Acaba düştüğü pozisyonu yüzüne söyleyecek hiç dostu da mı yok?
***
'KILIÇDAROĞLU ADAY OLMASIN' DEMENİN BİNBİR ŞEKLİ
Meral Akşener'in daha önce Ekrem İmamoğlu'nu Fatih Sultan Mehmed'e benzetmesi üzerine çeşitli yorumlar yapılmıştı.
Partiye yakın kaynaklar, Ankara Büyükşehir Belediye Başkanı Mansur Yavaş'ın, İyi Parti'den kopan Ümit Özdağ'a kongre salonu vermesine kızan Akşener'in iltifatın dozunu kaçırdığı söylenmişti.
Ama öğreniyoruz ki, Meral Hanım'ın tercihinin "dini" sebepleri de varmış. Bir televizyon programında açık açık söylemiş:
"Benim ablam 75 yaşında dindar bir kadın.
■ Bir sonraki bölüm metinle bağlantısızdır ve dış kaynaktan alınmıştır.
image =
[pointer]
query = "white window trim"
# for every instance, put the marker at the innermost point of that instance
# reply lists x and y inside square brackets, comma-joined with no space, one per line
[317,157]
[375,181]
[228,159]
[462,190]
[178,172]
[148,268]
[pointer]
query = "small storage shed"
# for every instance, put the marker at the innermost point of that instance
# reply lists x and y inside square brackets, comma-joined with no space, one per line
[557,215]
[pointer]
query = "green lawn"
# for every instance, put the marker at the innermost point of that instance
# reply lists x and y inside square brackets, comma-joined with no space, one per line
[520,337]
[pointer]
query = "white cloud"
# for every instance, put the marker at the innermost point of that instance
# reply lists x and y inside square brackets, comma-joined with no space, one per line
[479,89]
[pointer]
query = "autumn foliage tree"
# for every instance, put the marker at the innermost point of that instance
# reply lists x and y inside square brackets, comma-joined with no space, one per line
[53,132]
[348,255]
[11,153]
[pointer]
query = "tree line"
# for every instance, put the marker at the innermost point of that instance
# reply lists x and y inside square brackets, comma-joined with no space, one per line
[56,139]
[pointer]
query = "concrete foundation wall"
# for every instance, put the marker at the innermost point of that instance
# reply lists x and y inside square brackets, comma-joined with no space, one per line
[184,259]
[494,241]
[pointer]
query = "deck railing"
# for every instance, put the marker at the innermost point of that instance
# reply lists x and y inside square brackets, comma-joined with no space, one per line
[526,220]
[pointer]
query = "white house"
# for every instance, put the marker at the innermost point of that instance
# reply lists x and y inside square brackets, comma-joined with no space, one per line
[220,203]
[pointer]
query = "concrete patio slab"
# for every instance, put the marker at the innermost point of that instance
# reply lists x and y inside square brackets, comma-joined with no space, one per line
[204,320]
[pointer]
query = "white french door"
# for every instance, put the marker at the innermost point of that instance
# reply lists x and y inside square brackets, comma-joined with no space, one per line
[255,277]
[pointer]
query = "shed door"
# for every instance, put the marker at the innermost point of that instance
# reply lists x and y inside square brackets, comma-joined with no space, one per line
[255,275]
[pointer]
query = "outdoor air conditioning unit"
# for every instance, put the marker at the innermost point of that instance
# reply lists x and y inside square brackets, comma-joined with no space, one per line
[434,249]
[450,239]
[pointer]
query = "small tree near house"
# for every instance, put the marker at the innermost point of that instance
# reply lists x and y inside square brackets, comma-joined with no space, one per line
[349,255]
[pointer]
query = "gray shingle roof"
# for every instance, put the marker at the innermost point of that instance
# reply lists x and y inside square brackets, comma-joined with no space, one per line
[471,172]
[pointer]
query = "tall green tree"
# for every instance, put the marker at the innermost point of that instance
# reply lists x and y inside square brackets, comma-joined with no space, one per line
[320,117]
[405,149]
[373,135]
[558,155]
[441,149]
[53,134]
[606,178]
Ablam, AK Parti bünyesindeki dindar kadınlarla da beraber olan biri. Ablam bana 'Ekrem kardeşimin yüzünde Rabbi Yessir gördüm' dedi. Arkadaşlarını sordum, onlar da sempati duymuşlar."
Ne demektir diye baktım; Akşener'in dindar ablasının İmamoğlu'nun yüzünde gördüğü "Rabbi Yessir" bir duaymış.
Yavaş'ı da İmamoğlu'nu da aday göstermeyeceklerini, çünkü başkanların bir dönem daha görev yapmalarını istediğini söyleyen Kemal Kılıçdaroğlu mesajı almıştır herhalde.
Zira "Başbakanlığa talibim" diyerek yarıştan çekilen Akşener'in, adaylık imaları yapan Kılıçdaroğlu'ndan da benzer bir geri adım beklediği açık.